L’autunno del 2021 non è stato differente ed io ero in ritardo perchè non avevo pensato in anticipo ad un “progetto-ponte” verso l’inverno. In un pomeriggio di ricerca e progettazione di una possibile traversata in modalità rando/trail con tappe nei rifugi, proprio mentre cercavo di geolocalizzare i rifugi presenti sulle Alpi Occidentali, capitai su un sito di annunci lavorativi che mi fece riflettere circa alcune possibilità.
Sostanzialmente ero finito sulle offerte di lavoro in rifugi di montagna e in Valle d’Aosta c’erano diverse possibilità. Mi sono immaginato in un posto in cui potevo combinare l’allenamento sugli sci d’alpinismo al lavoro in rifugio, dormire in quota e avere pochissimi tempi morti dati dagli spostamenti, di modo da ottimizzare al massimo il tempo che volevo investire per evolvere la mia passione.
Mi sono messo all’opera, ho contattato diverse strutture nella Valle di Gressoney, sono partito di domenica per andare a provare il lavoro arrivando ai rifugi già con gli sci nei piedi ed il ricambio nello zaino. Ho declinato situazioni stimolanti dal punto di vista dell’evoluzione come gestore rifugista perché avevo bene a mente quello che cercavo: un lavoro che mi permettesse di allenarmi. Volevo lavorare bene ed allenarmi bene e per poter combinare queste volontà bisogna conoscere le esigenze sia del lavoro che dell’allenamento che dei bisogni di recupero in termini fisici e di stress. Prendere decisioni in funzione delle nostre priorità talvolta è complicato e bisogna imparare anche a dire di no.



La soluzione ottimale l’ho trovata al Ristoro Sitten tra Staffal (Gressoney) ed il Colle Bettaforca, sotto il Monte Rosa. Il lavoro era scandito da un doppio turno e mi permetteva di avere le ore centrali della giornata tutte per me. Vivevo a 2300m di altitudine, sia che volessi scendere in paese o salire al colle o andare sul ghiacciaio, dovevo farlo con gli sci d’alpinismo.
Insieme al gestore Beppe Comola ed allo staff abbiamo lavorato tutta la stagione. Beppe è un uomo di poche parole ma di parola e i patti che avevamo stabilito sono sempre stati rispettati.
Ero molto contento di vivere in altura perché era uno dei vantaggi che avrei apportato al mio corpo per i mesi successivi. Le mie giornate erano scandite da routine ben precise ed io mi sentivo focalizzato sul portarle a termine. Volavano tra il lavoro, l’allenamento, mangiare, lo stretching nei momenti serali o presto la mattina. Un paio di volte a settimana scendevo a Gressoney St. Jean dove avevo trovato una palestra in cui potevo allenare la forza a secco o fare delle corse su strada o sui sentieri vallonati attorno al paese.

Iniziavo a sentire dentro me una grande energia.
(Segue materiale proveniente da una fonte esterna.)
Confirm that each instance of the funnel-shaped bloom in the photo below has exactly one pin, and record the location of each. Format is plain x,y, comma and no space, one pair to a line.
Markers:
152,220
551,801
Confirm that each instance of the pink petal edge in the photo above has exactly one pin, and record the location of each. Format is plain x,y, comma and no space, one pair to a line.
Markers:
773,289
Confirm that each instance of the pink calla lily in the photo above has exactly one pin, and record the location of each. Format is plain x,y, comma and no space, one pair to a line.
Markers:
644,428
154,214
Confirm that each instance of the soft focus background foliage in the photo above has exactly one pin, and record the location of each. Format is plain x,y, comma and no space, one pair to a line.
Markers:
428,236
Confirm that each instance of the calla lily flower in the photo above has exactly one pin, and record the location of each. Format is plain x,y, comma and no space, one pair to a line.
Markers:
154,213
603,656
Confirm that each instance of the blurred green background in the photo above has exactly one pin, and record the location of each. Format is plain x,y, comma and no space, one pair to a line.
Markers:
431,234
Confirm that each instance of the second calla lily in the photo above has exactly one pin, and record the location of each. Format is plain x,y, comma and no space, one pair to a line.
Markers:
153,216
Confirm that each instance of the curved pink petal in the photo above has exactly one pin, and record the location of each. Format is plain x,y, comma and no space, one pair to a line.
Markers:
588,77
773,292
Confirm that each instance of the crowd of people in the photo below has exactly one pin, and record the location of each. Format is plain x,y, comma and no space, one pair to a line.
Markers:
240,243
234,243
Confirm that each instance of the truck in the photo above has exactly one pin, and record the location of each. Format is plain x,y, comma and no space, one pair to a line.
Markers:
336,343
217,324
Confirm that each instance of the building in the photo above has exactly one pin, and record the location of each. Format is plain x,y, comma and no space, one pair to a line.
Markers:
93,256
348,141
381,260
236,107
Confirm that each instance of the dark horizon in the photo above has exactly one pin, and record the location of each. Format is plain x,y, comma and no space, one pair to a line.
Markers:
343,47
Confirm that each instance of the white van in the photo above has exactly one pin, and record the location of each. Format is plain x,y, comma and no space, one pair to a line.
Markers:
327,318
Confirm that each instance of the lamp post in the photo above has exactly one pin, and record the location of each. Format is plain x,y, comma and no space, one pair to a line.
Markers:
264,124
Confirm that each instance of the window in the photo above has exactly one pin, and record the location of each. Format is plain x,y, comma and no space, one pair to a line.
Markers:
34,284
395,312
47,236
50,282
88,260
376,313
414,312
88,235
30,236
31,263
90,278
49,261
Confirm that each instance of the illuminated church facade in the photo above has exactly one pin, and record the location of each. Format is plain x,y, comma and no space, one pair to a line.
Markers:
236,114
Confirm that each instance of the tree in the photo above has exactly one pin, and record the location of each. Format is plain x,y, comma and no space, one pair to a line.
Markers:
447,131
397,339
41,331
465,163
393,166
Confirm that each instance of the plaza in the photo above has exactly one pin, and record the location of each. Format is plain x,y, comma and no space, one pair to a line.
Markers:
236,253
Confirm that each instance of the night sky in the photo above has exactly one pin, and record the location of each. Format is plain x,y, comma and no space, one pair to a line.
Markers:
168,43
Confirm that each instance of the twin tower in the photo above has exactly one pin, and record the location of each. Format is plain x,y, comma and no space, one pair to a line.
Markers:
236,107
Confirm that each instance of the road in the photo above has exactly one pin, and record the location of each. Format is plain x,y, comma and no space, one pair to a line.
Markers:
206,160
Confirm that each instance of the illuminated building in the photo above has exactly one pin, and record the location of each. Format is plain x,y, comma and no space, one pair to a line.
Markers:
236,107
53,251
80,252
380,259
Più mi allenavo più avevo energia da riversare nella vita e tutto questo mi portò a volerla ottimizzare, farci qualcosa di utile ma soprattutto non sprecarla.
Ero già passato attraverso un periodo di overtraining nel 2018 e la volontà di prima unita a questo ricordo fece si che una sera aprii il mio portatile e scrissi una mail a Francesco Chiappero (ReAction)…
In quella mail gli scrissi del contesto per parlargli poi di una visione, di obiettivi, di un percorso sportivo che ormai si intrecciava con la mia vita portandomi a fare scelte in funzione di esso.
Francesco ha voluto capire, mi ha ascoltato, é stato coinvolto e nel giro di pochi giorni ero a Saluzzo nel suo centro ReAction per partire con i primi test di laboratorio e definire i cicli di allenamento in funzione degli obiettivi che avevamo stabilito insieme per iniziare la nostra nuova collaborazione nel TrailRunning sulle lunghe distanze.